WASHINGTON, DC-Nationwide housing starts rose 15% to a seasonally adjusted annual rate of 658,000 units in September, according to US Commerce Department statistics. Driving this growth was the multifamily sector, which saw starts rise by 51.3% for the month. The jump raised concerns, at least at one analyst firm, BMO Capital. The firm foresees trouble with multifamily REITs because of the excess supply entering the pipeline, according to the Wall Street Journal.

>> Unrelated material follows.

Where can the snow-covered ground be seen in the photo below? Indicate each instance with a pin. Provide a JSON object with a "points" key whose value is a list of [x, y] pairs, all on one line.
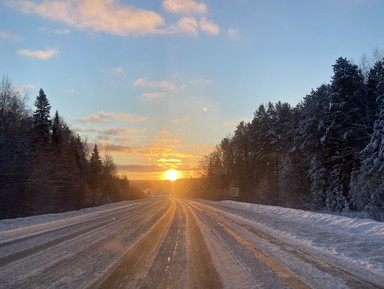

However, National Association of Home Builders chief economist David Crowe thinks the jump is more of a statistical bubble than anything else. “It is definitely not a construction bubble,” he tells GlobeSt.com. “Multifamily starts were down significantly in August, so some of this increase in September is an adjustment to that.”
Also, there is growth expected in the apartment sector so a construction build-out is not unwarranted, he continues. “If you believe, as I do, that we will see an increase in employment, that will lead to a release of pent up demand for housing by people living with family or roommates now.”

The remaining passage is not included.